Effects of Substrate and Rootone on the Rooting of (Mentha spicata), Mentha × piperita, and Nepeta cataria

Ji An Rim1, Eu Jean Jang2*
1Department of Horticultural Biotechnology, Graduate of Life and Environmental Sciences, Korea University, Seoul 02841, South Korea
2Department of Horticulture and Biotechnology, Graduate School of Life and Environmental Science, Korea University, Seoul 02841, South Korea
Corresponding author :
September 2, 2017 September 20, 2017 October 23, 2017


Effects of substrates, non-aggregated medium and Rootone on the rooting of spearmint (Mentha spicata), peppermint (Mentha × piperit) and catmint (catnip:Nepeta cataria) were investigate and results were as follow. Five types of substrate (saproilite (S), peatmoss (P), S:P 75:25, S:P 50:50, S:P 25:75v/v) were used as rooting media. In the rooting rate and number of roots, peppermint and catmint had higher values in saprolite with significant, but spearmint was shown the better result in S:P 25:75 mixed substrate than saprolite without significances. Root length of spearmint was promoted in mixed substrate of S:P 50:50 and 75;25, and catmint was better in saprolite substrate. Rooting rate and number of roots were shown more decreased in single peatmoss substrate and mixed substrate than saproilte. The effects of aggregated medium (S) and non aggregated medium (tap water) on the rooting of different stem part of mints were tested. Rooting and number of rooting of spearmint and peppermint in water medium were more increased than in saprolite medium. But catmint was not rooted in any medium. Rooting of upper parts with growing points was more increased than under part of stem, which was relative hardy. In Rootone treatments test on rooting of stem cuttings, all treatments very strongly promoted the rooting and number of roots not only in upper stems but also in under part of stem in saprolite and water medium. Rootone treatments (drying 10 minutes after dipping on wetted stem) was very effective in water medium. Especially catmint treated with Rootone promoted a root formation in water medium This research was clarified the possibilities of rooting on spearmint, peppermint, and catmint cuttings in water medium, when especially treated with Rootone.



    Herbs were first introduced to Korean in 1986 along with western vegetables (Park, 2000), which did not receive much attention as the general public was not familiar with them. However, the liberalization of overseas travel in 1989 led to increased experience of foreign foods, and the interest in herbs have increased along with the improved national living standards (Park, 2007). The world’s consumption analysis data shows a gradual increase in the demand for herbs, and their importance is also growing in the market (Lee, 2012). In particular, with more and more interest in healing such as aromatherapy, the world’s total output of herbal essential oils reached over 22,000 tons, and processed goods using herbs also increased in addition to aromatherapy, such as perfume, soap, toothpaste and shampoo (EOAI, 2001; Lee, 2012).

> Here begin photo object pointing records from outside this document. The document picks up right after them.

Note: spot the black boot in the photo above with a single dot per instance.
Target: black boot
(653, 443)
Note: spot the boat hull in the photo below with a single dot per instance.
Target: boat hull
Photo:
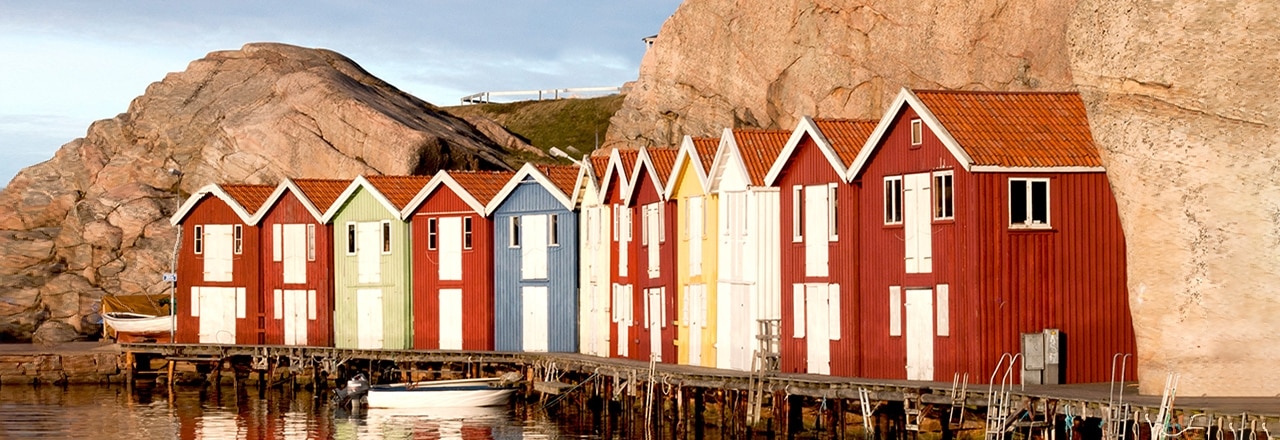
(440, 394)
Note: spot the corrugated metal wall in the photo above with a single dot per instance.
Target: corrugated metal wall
(476, 282)
(397, 308)
(289, 210)
(1001, 282)
(809, 166)
(533, 198)
(245, 274)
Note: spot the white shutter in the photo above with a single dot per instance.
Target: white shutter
(895, 311)
(833, 311)
(944, 310)
(295, 247)
(449, 239)
(798, 311)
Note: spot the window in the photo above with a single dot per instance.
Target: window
(944, 206)
(311, 242)
(351, 238)
(796, 214)
(466, 233)
(1028, 202)
(552, 230)
(832, 232)
(513, 241)
(200, 239)
(894, 200)
(387, 237)
(433, 232)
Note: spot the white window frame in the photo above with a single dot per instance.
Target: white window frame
(796, 214)
(199, 244)
(1029, 223)
(944, 201)
(892, 201)
(387, 235)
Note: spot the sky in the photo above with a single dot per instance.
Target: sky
(71, 63)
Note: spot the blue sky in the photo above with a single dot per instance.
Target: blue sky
(71, 63)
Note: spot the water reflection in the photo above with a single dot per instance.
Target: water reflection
(112, 412)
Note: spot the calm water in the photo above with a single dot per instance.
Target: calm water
(112, 412)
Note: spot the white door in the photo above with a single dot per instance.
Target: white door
(656, 317)
(451, 248)
(369, 317)
(533, 247)
(919, 334)
(293, 306)
(918, 223)
(216, 310)
(534, 311)
(817, 335)
(369, 250)
(451, 319)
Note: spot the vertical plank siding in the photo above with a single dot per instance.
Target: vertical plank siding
(289, 210)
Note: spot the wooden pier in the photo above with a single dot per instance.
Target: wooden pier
(676, 399)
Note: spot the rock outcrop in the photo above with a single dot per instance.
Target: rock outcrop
(95, 218)
(1183, 105)
(764, 64)
(1179, 96)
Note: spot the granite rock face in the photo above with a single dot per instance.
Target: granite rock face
(764, 64)
(95, 218)
(1183, 105)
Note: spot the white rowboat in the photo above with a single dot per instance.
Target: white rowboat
(138, 324)
(488, 392)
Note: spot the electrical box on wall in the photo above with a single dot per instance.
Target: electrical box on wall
(1042, 357)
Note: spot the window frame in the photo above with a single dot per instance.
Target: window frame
(1029, 204)
(937, 195)
(892, 206)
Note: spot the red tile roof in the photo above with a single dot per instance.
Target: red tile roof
(481, 184)
(1025, 129)
(759, 149)
(251, 197)
(705, 150)
(563, 177)
(400, 189)
(846, 136)
(663, 160)
(321, 192)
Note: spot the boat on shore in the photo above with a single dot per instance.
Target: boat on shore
(484, 392)
(138, 325)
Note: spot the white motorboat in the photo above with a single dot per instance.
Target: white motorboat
(138, 324)
(487, 392)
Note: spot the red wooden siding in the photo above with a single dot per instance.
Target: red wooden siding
(245, 273)
(476, 284)
(1001, 282)
(809, 166)
(289, 210)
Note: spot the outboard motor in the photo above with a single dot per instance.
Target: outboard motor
(355, 394)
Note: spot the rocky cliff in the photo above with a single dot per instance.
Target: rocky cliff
(95, 218)
(1180, 100)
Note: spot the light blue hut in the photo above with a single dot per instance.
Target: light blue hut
(535, 261)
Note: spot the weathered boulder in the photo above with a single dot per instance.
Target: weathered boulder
(764, 64)
(1183, 106)
(95, 215)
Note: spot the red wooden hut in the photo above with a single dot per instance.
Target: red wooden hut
(654, 255)
(452, 257)
(297, 261)
(613, 191)
(988, 227)
(818, 246)
(218, 290)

Moreover, as more and more people have come to discover the functional effects of herbs on health such as digestive, antiseptic, antibacterial, anti-inflammatory, sterilizing and antioxidant effects, herbs are acknowledged as human-friendly natural plant resources and functional ingredients (Bouseta et al., 1996; De Smet, 1997), which led to greater demands (Lee, 2012). Koreans’ favorite herbs in the 1990s were rosemary and mint (Shin, 2000), but recently mint has become third in line after rosemary and lavender. However, the annual mint plant bodies imported are over 100 tons, and essential oils over 60,000 tons that is the second-largest amount after orange oil, which shows how much of an important herb mint is (Lee, 2006; Lee, 2012). Despite the effects and the increasing use of mint, there is insufficient research on its vegetative reproduction. Therefore, to establish a mass propagation system of spearmint (Mentha spicata), peppermint (Mentha x piperita) and catmint (Nepeta cataria), this study brings light on the effects of substrate and rooting promoter (Rootone) and seeks new ways to cultivate mints in Korea.

    Research Method

    Labiatae such as pearmint (Mentha spicata), peppermint (Mentha x piperita) and catmint (Nepeta cataria) were used as materials for the experiment. Cutting slips were collected from Korea University Deokso Farm, and the experiment was conducted at the glasshouse of Korea University College of Life Sciences & Biotechnology from March to May 2015. The cutting temperature was 20~25°C, and shielding was done by about 70% using Gariso. The rest of the process in management was carried out in accordance with custom.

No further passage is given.